Statement of the Kunstmuseum Bern, in agreement with the relevant German authorities, on the restitution of artworks from the Gurlitt Art Collection
By signing the agreement, the Kunstmuseum Bern relinquished any entitlement to pictures suspected of being looted art as early as November 24, 2014. This is also true for the picture Seated Woman by Henri Matisse. Since then, the BKM (the German Federal Government Commissioner for Culture and the Media), in agreement with the KMB, is endeavoring to obtain the necessary evidence of the claimant’s entitlement to restitutions from the attorneys representing the Rosenberg family. What has been submitted to date falls short of the requirements—just as in the cases of the two other restitutions that have been assented to. The necessary documents for proving entitlement to inherit of individual members of the respective community of heirs have been requested several times, accompanied by necessary explanations both in writing and orally. Mr. Marinello, the legal representative of the Rosenberg heirs, sent documents proving entitlement to inherit to the BKM with a letter dated January 23, 2015, and on February 14, 2015, agreed to send the missing documents and evidence at a later date.

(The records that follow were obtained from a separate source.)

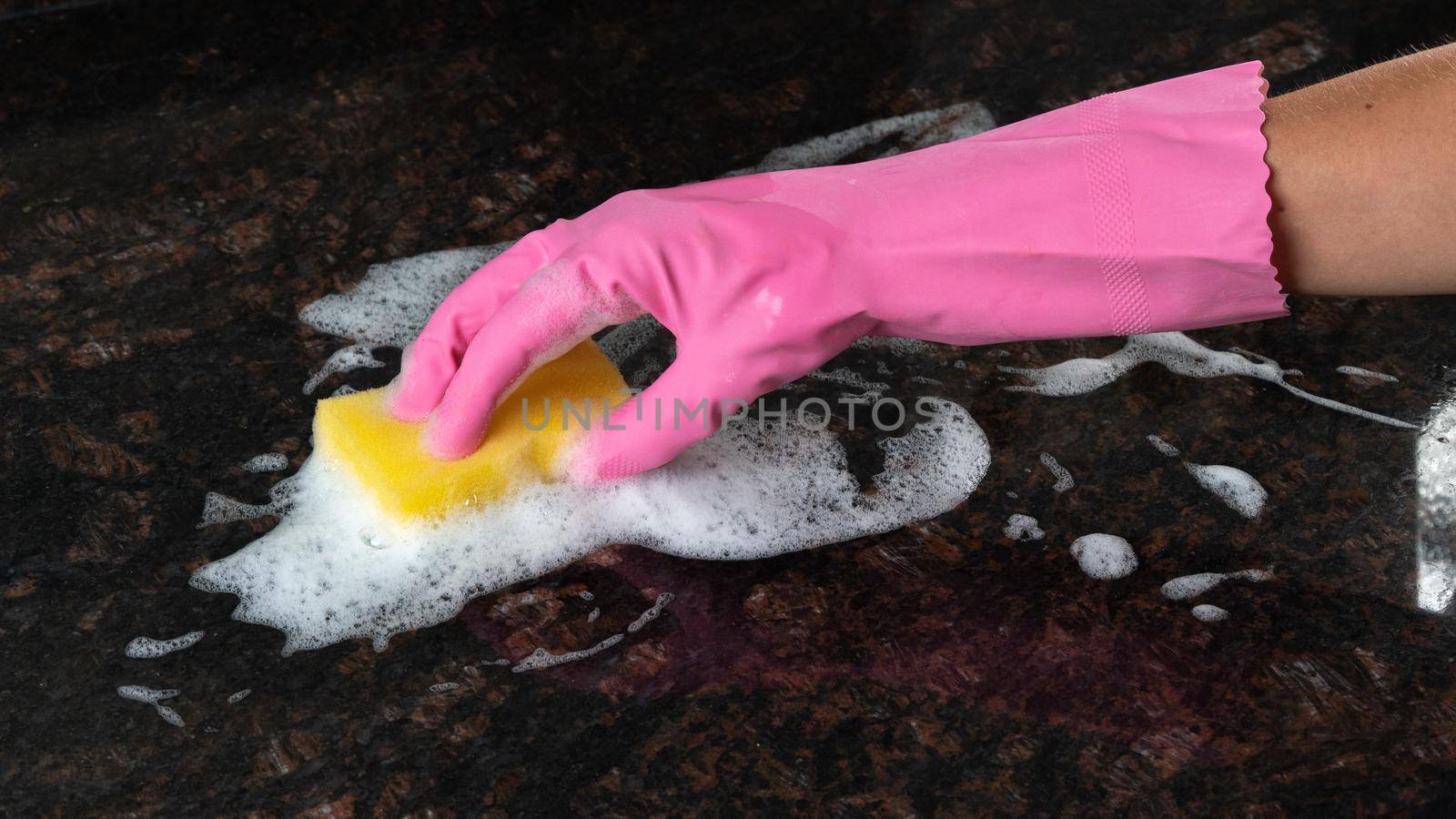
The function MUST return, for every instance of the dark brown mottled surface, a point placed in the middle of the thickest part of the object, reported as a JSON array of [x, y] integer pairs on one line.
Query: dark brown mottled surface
[[177, 179]]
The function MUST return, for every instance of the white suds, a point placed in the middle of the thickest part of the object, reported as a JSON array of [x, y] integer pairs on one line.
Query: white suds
[[743, 493], [1023, 528], [1235, 487], [149, 649], [1104, 557], [267, 462], [893, 344], [380, 310], [1059, 472], [1162, 446], [912, 131], [1179, 354], [543, 659], [1208, 614], [628, 339], [222, 509], [844, 376], [652, 614], [1194, 584], [1365, 373], [346, 360], [153, 697]]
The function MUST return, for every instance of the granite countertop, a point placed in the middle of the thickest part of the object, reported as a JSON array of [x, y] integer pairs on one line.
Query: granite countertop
[[178, 179]]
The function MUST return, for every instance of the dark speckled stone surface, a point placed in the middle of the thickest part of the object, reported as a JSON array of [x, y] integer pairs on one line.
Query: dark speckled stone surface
[[177, 179]]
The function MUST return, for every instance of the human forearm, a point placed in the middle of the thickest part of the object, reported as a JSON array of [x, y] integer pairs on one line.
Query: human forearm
[[1363, 179]]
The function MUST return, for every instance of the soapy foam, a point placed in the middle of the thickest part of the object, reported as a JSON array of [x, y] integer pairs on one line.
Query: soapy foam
[[1023, 528], [267, 462], [1436, 515], [1179, 354], [1194, 584], [153, 697], [912, 131], [1235, 487], [1104, 557], [1365, 373], [1208, 614], [332, 569], [324, 573], [844, 376], [1059, 472], [1162, 446], [149, 649], [320, 576], [543, 659]]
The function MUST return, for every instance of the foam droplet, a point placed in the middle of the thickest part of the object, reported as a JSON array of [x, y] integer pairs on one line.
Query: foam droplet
[[1235, 487], [1179, 354], [267, 462], [1059, 472], [1104, 557], [1023, 528], [1194, 584], [149, 649], [1208, 614], [1162, 446]]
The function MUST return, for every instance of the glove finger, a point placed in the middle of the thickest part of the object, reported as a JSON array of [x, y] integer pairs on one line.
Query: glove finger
[[433, 359], [552, 312], [681, 409]]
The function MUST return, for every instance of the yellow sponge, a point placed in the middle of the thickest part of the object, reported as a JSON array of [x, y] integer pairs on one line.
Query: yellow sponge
[[388, 458]]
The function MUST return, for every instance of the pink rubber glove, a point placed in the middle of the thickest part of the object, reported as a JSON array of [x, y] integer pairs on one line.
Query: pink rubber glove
[[1135, 212]]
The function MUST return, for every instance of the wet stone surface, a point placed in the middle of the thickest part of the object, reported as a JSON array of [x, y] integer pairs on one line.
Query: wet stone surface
[[179, 179]]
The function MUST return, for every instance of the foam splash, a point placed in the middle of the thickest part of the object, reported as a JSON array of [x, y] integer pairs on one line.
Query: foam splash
[[1059, 472], [744, 493], [267, 462], [1104, 557], [910, 131], [543, 659], [1179, 354], [1210, 612], [153, 697], [1023, 528], [1365, 373], [149, 649], [1162, 446], [1194, 584], [844, 376], [1235, 487]]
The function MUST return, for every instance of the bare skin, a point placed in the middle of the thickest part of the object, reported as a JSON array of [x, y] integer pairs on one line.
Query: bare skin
[[1363, 179]]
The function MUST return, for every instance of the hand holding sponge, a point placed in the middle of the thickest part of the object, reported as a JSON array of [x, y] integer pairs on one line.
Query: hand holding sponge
[[388, 458]]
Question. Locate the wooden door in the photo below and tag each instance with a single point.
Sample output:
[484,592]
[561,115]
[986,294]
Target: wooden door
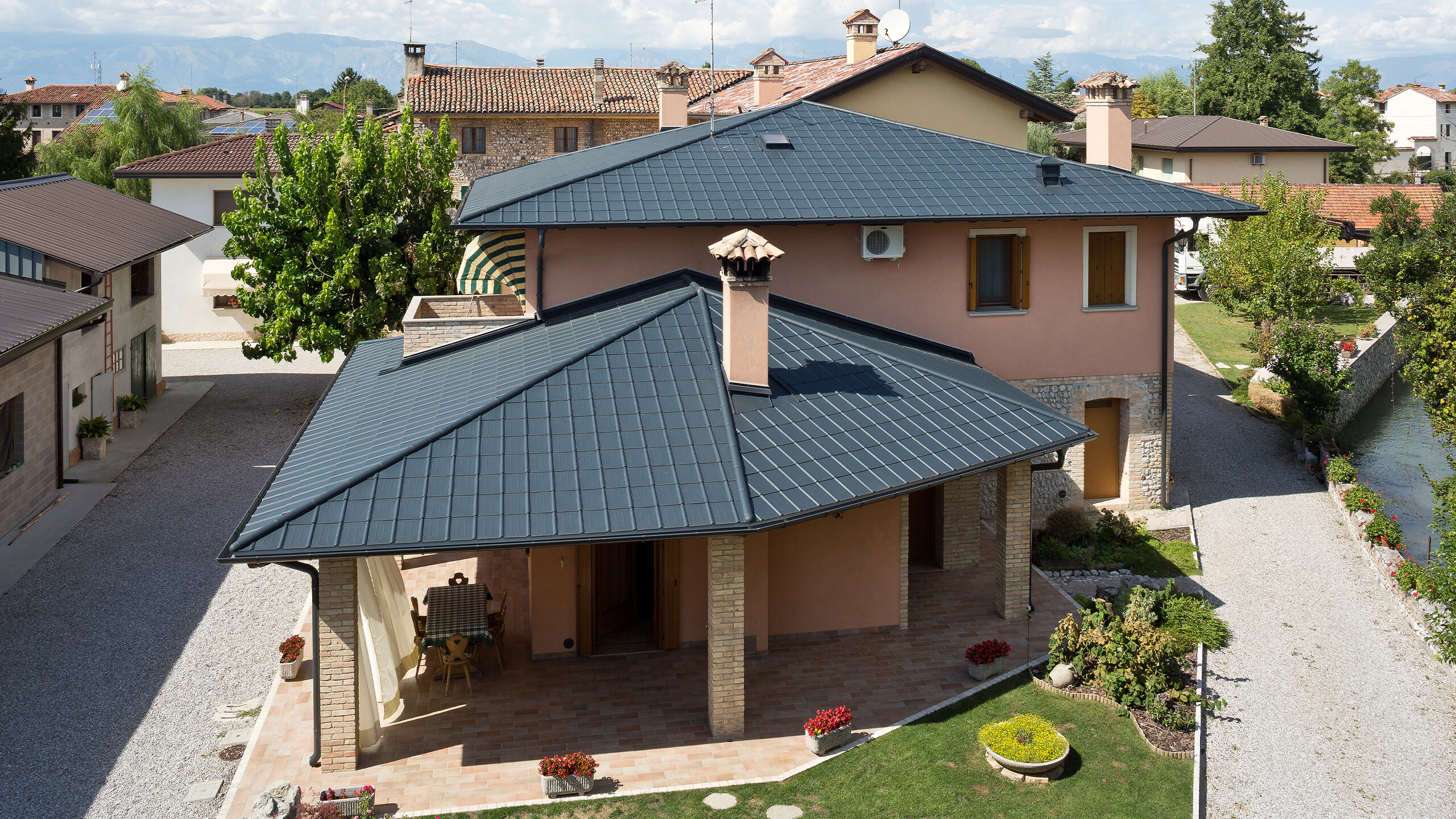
[1103,474]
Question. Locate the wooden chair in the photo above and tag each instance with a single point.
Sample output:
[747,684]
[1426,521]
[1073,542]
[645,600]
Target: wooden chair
[456,655]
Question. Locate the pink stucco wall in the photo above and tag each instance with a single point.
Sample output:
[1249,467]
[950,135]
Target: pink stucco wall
[922,293]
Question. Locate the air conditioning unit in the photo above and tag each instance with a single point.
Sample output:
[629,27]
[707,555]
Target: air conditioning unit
[882,241]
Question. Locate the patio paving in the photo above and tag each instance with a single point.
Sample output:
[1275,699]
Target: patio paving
[643,716]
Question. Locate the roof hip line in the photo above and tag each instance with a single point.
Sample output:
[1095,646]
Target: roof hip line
[449,428]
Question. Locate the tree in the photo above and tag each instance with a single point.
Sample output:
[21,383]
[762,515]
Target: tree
[1350,118]
[349,229]
[140,127]
[1257,66]
[1270,267]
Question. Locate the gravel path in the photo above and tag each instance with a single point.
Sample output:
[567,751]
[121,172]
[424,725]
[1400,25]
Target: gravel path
[1334,709]
[129,634]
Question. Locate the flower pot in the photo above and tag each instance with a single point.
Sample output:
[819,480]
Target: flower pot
[94,449]
[290,671]
[986,671]
[826,742]
[571,783]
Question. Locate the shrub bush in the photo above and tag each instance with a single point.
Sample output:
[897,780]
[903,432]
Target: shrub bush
[1066,525]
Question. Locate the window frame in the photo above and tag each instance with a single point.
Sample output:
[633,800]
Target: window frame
[1129,267]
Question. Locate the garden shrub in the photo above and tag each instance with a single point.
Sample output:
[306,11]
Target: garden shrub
[1024,738]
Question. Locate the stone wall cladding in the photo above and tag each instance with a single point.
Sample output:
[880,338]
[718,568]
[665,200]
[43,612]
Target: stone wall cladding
[519,140]
[1012,538]
[32,378]
[726,633]
[336,662]
[961,524]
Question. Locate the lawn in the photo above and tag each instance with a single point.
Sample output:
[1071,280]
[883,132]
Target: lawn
[937,768]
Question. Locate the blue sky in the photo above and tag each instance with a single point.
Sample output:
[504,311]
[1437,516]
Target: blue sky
[1123,28]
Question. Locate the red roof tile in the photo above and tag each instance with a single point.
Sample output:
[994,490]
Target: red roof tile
[1351,203]
[498,89]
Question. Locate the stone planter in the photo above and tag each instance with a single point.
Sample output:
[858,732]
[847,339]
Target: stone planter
[986,671]
[560,786]
[826,742]
[94,449]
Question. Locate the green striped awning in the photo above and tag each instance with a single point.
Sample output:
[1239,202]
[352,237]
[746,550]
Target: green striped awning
[494,264]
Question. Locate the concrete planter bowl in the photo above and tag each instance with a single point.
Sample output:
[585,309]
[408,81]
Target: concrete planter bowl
[826,742]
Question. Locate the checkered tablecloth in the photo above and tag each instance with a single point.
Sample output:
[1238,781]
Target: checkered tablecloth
[458,610]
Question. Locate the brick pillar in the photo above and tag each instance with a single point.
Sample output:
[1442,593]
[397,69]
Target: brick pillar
[1014,540]
[336,657]
[961,522]
[726,631]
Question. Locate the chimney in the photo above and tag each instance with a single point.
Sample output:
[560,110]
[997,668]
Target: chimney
[672,97]
[768,78]
[1110,118]
[861,34]
[440,320]
[746,258]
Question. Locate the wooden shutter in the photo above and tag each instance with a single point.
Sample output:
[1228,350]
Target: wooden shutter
[971,278]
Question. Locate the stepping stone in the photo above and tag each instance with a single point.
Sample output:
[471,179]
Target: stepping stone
[204,792]
[721,800]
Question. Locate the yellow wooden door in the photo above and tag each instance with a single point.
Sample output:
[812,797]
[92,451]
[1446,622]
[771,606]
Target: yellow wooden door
[1103,474]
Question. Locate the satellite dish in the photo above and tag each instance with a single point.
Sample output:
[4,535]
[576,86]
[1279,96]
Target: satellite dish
[896,25]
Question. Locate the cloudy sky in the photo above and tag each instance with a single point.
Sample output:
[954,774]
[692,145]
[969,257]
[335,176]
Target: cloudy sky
[1123,28]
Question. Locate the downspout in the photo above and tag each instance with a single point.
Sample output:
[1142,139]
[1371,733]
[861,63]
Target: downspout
[313,615]
[1167,341]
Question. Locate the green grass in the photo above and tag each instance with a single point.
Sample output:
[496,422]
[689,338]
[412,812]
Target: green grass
[937,768]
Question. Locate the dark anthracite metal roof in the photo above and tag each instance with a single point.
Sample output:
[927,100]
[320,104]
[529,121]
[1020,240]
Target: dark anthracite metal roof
[845,167]
[610,420]
[32,314]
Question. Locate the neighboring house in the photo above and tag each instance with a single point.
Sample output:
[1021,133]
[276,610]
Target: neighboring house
[89,239]
[198,291]
[1207,149]
[35,317]
[55,108]
[1423,127]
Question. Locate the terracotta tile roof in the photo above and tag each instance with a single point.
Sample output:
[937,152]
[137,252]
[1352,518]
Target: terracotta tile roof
[1439,95]
[500,89]
[1351,203]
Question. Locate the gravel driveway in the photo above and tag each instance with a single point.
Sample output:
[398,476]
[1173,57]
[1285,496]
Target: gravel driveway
[126,637]
[1334,709]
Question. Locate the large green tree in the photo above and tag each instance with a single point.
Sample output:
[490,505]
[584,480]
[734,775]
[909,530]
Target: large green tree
[142,127]
[1350,118]
[1276,266]
[1259,66]
[350,228]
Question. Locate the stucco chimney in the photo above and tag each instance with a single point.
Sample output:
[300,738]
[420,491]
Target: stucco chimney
[768,78]
[672,95]
[861,35]
[440,320]
[744,273]
[1110,118]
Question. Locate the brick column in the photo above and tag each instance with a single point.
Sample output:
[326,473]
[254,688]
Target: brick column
[726,630]
[334,660]
[961,522]
[1012,540]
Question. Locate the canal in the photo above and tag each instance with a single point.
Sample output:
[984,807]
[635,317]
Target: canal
[1391,439]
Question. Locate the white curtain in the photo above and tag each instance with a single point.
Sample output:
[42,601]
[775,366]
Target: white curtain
[386,643]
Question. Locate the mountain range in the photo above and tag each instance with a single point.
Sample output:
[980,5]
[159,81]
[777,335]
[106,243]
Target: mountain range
[287,61]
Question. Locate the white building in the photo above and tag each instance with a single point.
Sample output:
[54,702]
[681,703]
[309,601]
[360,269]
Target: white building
[1423,127]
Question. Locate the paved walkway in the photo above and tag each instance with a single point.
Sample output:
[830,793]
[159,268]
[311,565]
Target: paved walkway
[1334,709]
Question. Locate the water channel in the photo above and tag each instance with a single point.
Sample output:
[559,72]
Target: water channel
[1391,439]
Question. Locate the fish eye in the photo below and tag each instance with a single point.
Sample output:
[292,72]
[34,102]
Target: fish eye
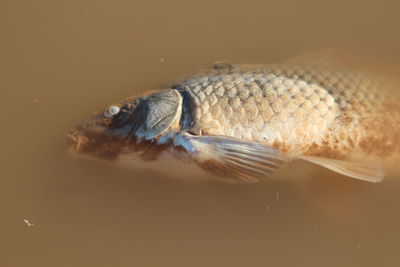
[111,111]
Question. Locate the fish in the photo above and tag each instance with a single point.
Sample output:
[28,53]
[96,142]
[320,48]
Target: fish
[243,122]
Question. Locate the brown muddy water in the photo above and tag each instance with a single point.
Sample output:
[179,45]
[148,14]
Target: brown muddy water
[62,60]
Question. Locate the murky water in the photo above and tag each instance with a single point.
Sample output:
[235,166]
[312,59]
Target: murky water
[60,61]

In addition, now that Mrs. Uta Werner is contesting the will, restitution can only be arranged in agreement with the executor appointed by the probate court in Munich, who must consider the interests of all the possible heirs (legal heirs and the KMB). And, as long as the curatorship of the estate lasts, will probably also obtain the required approval of the probate court. To the best of our knowledge, the BKM is currently settling a restitution agreement with the executor on both the Matisse and the Liebermann paintings—of which the claimants have been informed. This will require additional time. For these two reasons no restitution has been possible as yet.